- Associated Press - Tuesday, March 11, 2014

LITTLE ROCK, Ark. (AP) - More equipment and manpower are needed for highway officials to improve their immediate responses to winter weather conditions in Arkansas, the director of the state Highway and Transportation Department said Tuesday.

Director Scott Bennett told House and Senate lawmakers and the state’s highway commissioners in two meetings that the department needs additional money to purchase more snow plows and hire more workers for snow and ice removal. The meeting was called by lawmakers to discuss the state’s response to a winter storm that dumped heavy sleet on eastern Arkansas last week, leaving motorists stranded for hours overnight on icy Interstates 55 and 40.

Sen. Bill Sample, chairman of the Senate Committee on Transportation, Technology and Legislative Affairs, started the hearing, saying last week’s weather was a “perfect storm of record ice and sleet.” He said legislators wanted “to get the facts to learn from what’s happened.”

Bennett cited the unusual amounts of sleet that eastern Arkansas received as one of several factors that plagued the highway department in their response to the March 2 winter storm. He said forecasters had predicted about 1 to 2 inches in eastern Arkansas, but that part of the state saw much more.

He added that surrounding states didn’t receive as much sleet as Arkansas.

Bennett also told lawmakers that neighboring Missouri has more resources, including money, equipment and employees, than Arkansas does.

According to Bennett, Arkansas has six “snow belly plows” - vehicles that have plows on the front as well as underneath - to remove ice statewide, while Missouri has almost 600. Arkansas does have about 700 trucks to help remove ice, but not all are capable of having a plow attached, he said.

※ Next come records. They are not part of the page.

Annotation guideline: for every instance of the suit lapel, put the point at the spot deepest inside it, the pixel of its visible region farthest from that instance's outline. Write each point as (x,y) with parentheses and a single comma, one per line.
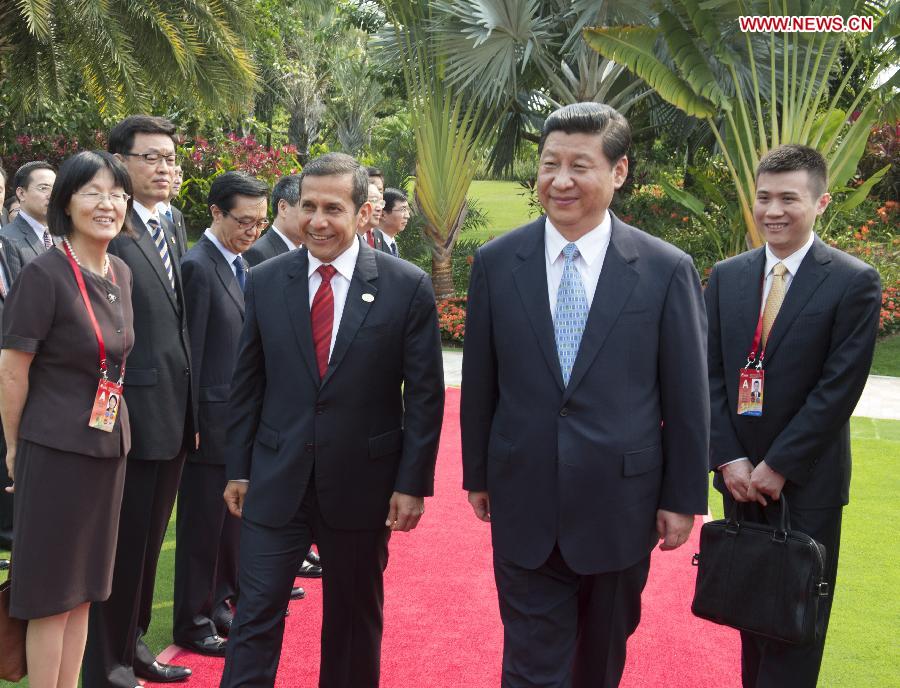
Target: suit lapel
(812,271)
(145,243)
(751,295)
(618,279)
(531,280)
(355,308)
(296,294)
(225,273)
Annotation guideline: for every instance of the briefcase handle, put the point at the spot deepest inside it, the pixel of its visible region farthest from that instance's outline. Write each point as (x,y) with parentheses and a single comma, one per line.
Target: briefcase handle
(784,525)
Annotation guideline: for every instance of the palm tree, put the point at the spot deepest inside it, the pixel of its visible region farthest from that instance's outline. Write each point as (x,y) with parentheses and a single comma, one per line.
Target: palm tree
(755,91)
(126,52)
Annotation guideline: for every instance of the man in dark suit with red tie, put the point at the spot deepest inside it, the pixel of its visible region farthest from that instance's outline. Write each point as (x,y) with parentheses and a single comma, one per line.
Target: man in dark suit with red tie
(324,446)
(584,410)
(816,311)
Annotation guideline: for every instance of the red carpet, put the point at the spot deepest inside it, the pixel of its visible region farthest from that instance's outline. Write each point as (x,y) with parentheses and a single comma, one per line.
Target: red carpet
(442,626)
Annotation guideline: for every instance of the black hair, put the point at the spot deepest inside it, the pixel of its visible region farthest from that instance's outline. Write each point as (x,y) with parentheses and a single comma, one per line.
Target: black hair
(286,189)
(75,173)
(121,137)
(226,186)
(591,118)
(392,196)
(23,174)
(792,157)
(339,164)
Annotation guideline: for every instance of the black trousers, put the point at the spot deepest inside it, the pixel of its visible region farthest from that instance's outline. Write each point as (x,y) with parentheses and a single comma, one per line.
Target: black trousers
(768,663)
(206,553)
(566,630)
(115,627)
(353,599)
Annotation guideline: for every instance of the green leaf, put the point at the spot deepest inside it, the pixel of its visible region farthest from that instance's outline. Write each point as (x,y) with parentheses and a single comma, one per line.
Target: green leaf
(632,46)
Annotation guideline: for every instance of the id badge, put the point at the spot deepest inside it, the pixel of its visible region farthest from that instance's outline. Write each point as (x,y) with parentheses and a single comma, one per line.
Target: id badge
(106,406)
(750,391)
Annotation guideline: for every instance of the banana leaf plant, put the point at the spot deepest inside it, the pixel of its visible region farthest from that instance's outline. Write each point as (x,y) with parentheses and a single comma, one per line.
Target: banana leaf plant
(756,91)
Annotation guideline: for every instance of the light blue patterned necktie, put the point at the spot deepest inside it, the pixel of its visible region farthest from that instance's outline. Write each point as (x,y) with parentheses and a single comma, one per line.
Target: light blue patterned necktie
(571,313)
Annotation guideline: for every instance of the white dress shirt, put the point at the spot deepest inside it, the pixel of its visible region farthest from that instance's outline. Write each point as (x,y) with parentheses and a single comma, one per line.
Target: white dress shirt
(592,252)
(345,264)
(287,242)
(38,228)
(228,255)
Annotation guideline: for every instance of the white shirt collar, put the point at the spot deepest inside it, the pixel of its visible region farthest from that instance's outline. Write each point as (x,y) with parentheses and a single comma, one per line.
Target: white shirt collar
(792,262)
(591,246)
(287,242)
(34,224)
(229,256)
(145,213)
(345,263)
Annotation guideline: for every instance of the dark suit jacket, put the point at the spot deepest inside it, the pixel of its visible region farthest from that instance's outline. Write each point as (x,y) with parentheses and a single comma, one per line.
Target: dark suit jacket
(21,244)
(366,430)
(585,465)
(158,374)
(817,359)
(267,246)
(215,314)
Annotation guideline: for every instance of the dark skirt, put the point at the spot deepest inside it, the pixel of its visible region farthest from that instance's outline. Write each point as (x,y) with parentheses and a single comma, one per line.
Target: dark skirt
(66,520)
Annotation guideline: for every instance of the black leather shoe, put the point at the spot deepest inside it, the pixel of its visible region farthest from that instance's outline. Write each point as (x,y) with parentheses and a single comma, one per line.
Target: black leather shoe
(211,645)
(309,570)
(162,673)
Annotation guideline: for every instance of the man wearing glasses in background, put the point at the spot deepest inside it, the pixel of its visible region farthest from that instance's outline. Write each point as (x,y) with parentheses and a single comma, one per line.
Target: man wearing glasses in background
(158,389)
(26,237)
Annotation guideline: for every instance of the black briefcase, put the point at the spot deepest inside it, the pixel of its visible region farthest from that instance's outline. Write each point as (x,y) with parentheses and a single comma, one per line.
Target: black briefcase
(759,578)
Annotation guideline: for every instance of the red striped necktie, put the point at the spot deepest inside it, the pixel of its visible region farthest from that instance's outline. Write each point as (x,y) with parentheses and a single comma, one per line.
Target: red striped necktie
(322,316)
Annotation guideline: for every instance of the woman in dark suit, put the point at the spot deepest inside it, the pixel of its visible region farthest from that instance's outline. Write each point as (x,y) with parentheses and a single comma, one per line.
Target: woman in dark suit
(67,307)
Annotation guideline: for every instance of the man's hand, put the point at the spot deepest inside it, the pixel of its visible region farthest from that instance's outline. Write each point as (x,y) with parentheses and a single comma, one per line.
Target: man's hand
(235,493)
(481,504)
(11,467)
(405,512)
(673,529)
(765,482)
(737,479)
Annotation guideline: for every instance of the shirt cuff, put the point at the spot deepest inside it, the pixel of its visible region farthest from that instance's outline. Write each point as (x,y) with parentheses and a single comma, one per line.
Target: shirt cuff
(722,465)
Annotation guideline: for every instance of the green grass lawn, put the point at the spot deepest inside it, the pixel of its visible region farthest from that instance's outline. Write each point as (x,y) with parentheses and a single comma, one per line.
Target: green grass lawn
(504,205)
(862,650)
(887,356)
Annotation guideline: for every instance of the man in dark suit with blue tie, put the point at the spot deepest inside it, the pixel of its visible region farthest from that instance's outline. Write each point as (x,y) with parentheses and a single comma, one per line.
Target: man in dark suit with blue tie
(816,310)
(324,446)
(213,273)
(584,410)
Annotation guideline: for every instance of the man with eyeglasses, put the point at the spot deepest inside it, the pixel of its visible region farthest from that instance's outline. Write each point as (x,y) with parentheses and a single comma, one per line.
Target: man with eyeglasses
(27,236)
(207,536)
(158,389)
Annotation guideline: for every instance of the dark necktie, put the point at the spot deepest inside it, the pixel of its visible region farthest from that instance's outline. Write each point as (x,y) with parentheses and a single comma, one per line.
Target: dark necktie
(159,238)
(322,316)
(240,271)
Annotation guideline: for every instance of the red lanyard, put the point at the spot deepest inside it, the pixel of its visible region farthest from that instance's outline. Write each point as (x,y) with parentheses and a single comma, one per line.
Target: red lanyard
(757,337)
(101,346)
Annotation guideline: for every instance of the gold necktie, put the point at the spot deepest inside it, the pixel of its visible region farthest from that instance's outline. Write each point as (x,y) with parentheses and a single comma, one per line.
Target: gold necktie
(774,300)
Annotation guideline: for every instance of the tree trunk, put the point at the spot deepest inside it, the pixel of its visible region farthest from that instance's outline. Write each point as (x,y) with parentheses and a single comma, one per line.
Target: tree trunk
(442,273)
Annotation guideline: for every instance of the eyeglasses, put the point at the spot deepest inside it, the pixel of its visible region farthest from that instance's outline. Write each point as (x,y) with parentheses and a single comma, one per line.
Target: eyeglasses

He mentioned Missouri transportation officials diverted their snow plow fleet toward southern areas of the state to clear ice. But Bennett said, if Arkansas highway officials decided to move their snow belly plows toward northern Arkansas, where ice was expected to fall, it would’ve hurt southern interstates instead.

“Could we be more aggressive in moving people from one part of the state to another?” he said. “Sure, we could have moved people on Saturday and Sunday from southern Arkansas to northern Arkansas, and then we would have even been in worse shape in southern Arkansas.”

Later in the state’s highway commissioners meeting, members discussed shutting down interstates when winter storms hit the state. Bennett said making those calls are difficult, because detours that drivers would have to take are likely to still be slick.

Bennett said the transportation department has spent $18 million this fiscal year in clearing icy roadways, after spending about $5 million last year. He said the department plans to purchase 12 snow belly plows in the next two years for ice and snow removal from money raised in selling the department’s older equipment.

“The most important thing I took away from it is that they’re working very hard on a plan on the future,” said Sen. Keith Ingram, D-West Memphis. “I think they demonstrated that they have taken this very seriously and that they’re developing a comprehensive plan so they can avoid such massive disruption in future.”